In the phrase, "There were great searchings of heart," He is also pictured as intensely considering whether he should join the war, but then still doing nothing.
They held meetings, passed great resolutions, but it led to no practical result; and at length they preferred to remain quietly at home in their own comfortable pastoral life.
Reuben talked about joining the war ("searchings of heart") but then still did nothing. Words without action.
Reuben's leaders acted like politicians and talked about whether they should join or not, but you can't talk the enemy to death, nor do you do the right thing by only talking about it. Talk is cheap when not followed by action.

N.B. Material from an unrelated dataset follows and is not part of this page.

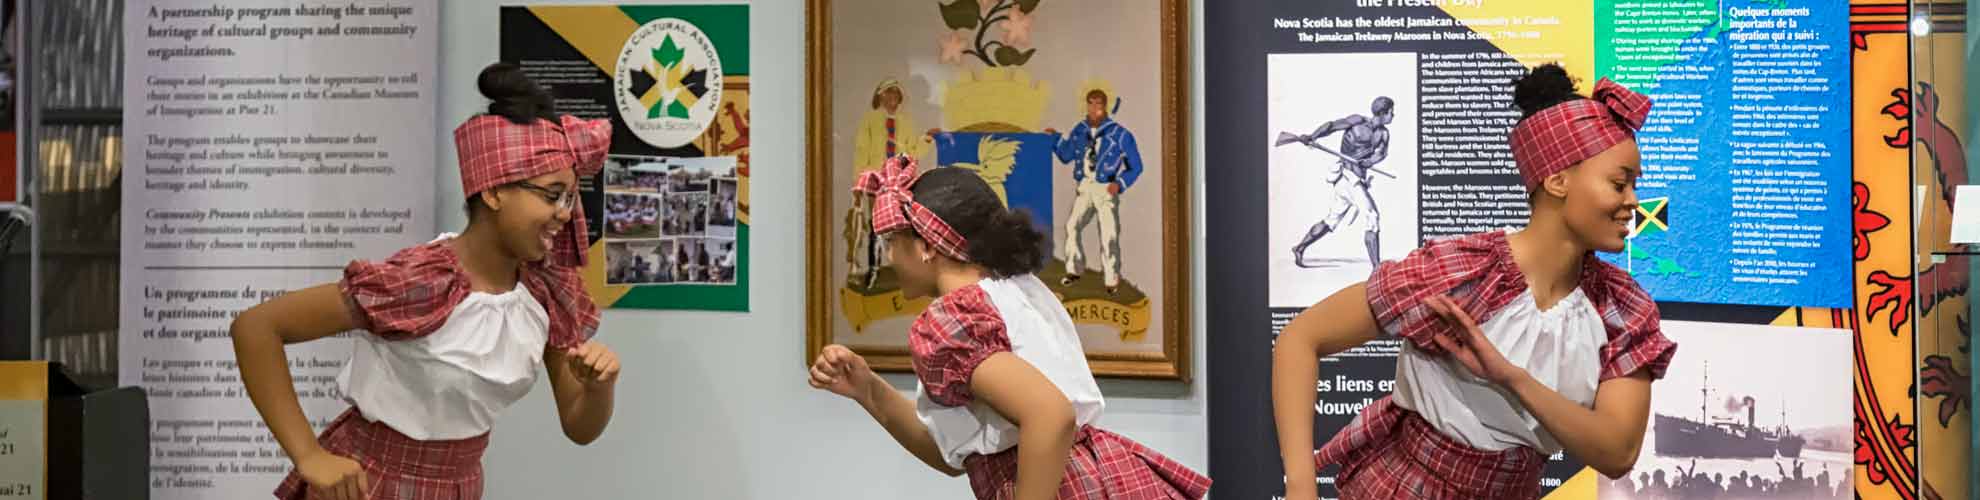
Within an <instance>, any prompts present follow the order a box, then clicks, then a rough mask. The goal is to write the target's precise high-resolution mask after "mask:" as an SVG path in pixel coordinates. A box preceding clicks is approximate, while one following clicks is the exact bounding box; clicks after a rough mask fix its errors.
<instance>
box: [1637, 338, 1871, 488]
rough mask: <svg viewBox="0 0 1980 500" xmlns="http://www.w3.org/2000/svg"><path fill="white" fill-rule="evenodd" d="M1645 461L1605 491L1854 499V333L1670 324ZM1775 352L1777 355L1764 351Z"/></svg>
mask: <svg viewBox="0 0 1980 500" xmlns="http://www.w3.org/2000/svg"><path fill="white" fill-rule="evenodd" d="M1663 334H1665V336H1669V338H1671V340H1675V342H1677V346H1679V348H1677V356H1675V358H1673V360H1671V368H1669V372H1665V377H1663V379H1659V381H1657V383H1655V389H1653V391H1651V401H1649V409H1651V411H1649V413H1651V417H1649V429H1645V431H1647V435H1645V437H1643V455H1639V457H1637V460H1635V470H1634V472H1630V474H1628V476H1624V478H1616V480H1610V478H1602V480H1598V484H1600V486H1598V488H1600V498H1604V500H1608V498H1628V500H1659V498H1727V500H1736V498H1853V486H1851V476H1853V474H1851V464H1853V457H1851V451H1849V445H1853V443H1851V441H1847V429H1849V425H1851V411H1849V397H1851V393H1849V391H1851V385H1849V379H1847V375H1849V374H1847V372H1835V370H1822V368H1824V366H1847V364H1849V362H1851V358H1849V330H1824V328H1786V326H1748V324H1705V322H1675V320H1667V322H1663ZM1754 352H1768V354H1770V356H1754Z"/></svg>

Christians can talk about what it means to walk in the manner of the Lord, but that means nothing if they don't actually do it. And if you do it, then you don't have to talk about it.

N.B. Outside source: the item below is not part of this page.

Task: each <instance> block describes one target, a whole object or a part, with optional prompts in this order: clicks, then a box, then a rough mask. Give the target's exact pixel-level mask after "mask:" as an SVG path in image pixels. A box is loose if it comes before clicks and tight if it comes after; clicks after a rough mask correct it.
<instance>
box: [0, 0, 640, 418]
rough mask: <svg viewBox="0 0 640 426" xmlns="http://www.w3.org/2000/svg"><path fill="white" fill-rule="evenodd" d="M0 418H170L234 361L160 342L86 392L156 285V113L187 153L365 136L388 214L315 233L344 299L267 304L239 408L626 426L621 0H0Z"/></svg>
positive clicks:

Remember what is was that made the difference between the man who built his house on the rock and the one who built on the sand in our Lord's illustration.
MAT 7:24 … 26
"Therefore everyone who hears these words of Mine, and acts upon them, may be compared to a wise man, who built his house upon the rock. … And everyone who hears these words of Mine, and does not act upon them, will be like a foolish man, who built his house upon the sand."
JDG 5:17 " Gilead remained across the Jordan; And why did Dan stay in ships? Asher sat at the seashore, And remained by its landings.